Chronic Fatigue Syndrome (CFS) results in a great feeling of tiredness but also headaches, difficulty concentrating or sleep and joint pain. Although the symptoms are known, this disease is still difficult to identify.

"When people with chronic fatigue syndrome seek help from a doctor, they can go through a series of tests to check liver, kidney and heart functions, as well as the number of blood and immune cells. doctor for one disease or another, but for patients with chronic fatigue syndrome, the results are all normal, "says Ron Davis, a professor of biochemistry and genetics at Stanford University and co-author of this new study.

Published in the North American scientific journal PNAS, the research concentrated on a small sample of 40 people, half of them with CFS. The researchers collected and analyzed blood samples from volunteers using a nanoelectronic test, a tool with thousands of electrodes designed to contain simplified blood samples composed of immune cells and plasma.

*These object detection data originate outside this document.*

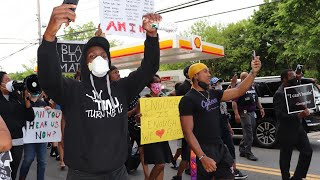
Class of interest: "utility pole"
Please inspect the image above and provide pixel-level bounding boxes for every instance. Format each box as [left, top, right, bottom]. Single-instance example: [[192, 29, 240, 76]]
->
[[37, 0, 42, 46]]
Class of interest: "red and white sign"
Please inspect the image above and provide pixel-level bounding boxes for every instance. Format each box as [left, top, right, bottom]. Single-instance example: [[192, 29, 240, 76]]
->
[[99, 0, 154, 38], [192, 36, 202, 51]]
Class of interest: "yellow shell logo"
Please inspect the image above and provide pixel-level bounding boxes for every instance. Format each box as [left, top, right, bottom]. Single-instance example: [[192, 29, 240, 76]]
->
[[194, 37, 201, 49]]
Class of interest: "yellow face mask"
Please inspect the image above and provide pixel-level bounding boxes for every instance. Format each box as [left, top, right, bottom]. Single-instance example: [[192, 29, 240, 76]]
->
[[188, 63, 208, 80]]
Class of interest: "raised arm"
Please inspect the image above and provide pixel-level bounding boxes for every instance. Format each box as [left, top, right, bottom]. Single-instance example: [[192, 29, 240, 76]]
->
[[273, 92, 310, 123], [0, 116, 12, 152], [119, 14, 161, 102], [221, 56, 261, 101], [38, 4, 76, 104]]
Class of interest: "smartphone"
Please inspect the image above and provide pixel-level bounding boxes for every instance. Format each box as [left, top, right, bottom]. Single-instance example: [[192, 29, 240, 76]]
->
[[296, 64, 303, 74], [252, 50, 257, 59], [63, 0, 79, 11]]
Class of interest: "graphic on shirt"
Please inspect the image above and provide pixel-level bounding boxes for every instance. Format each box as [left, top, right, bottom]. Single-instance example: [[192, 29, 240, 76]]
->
[[0, 151, 12, 180], [86, 90, 123, 118], [201, 98, 219, 112]]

Higher stress in CFS patients

Scientists then caused cell stress by adding sodium (salt) to the samples, and then compared the responses of the experimental group to those of the control group. The results indicate that all blood samples from CFS patients generated a "significant peak of electrical current", while those of non-CFS volunteers remained "relatively stable".

In this case, a change in electrical activity indicates a change in the cellular level. However, a high activity of cells may reflect a difficulty of the body to defend adequately against stress. "We do not know exactly why cells and plasma act this way, or even what they do, but we clearly see a difference in how healthy immune cells and those in patients with chronic fatigue syndrome treat stress," says Pr Davis.

The next step will be to try this method on a larger cohort of patients. The authors of this paper also hope to put their application test to develop potential treatments to improve the medical treatment of people suffering from CFS.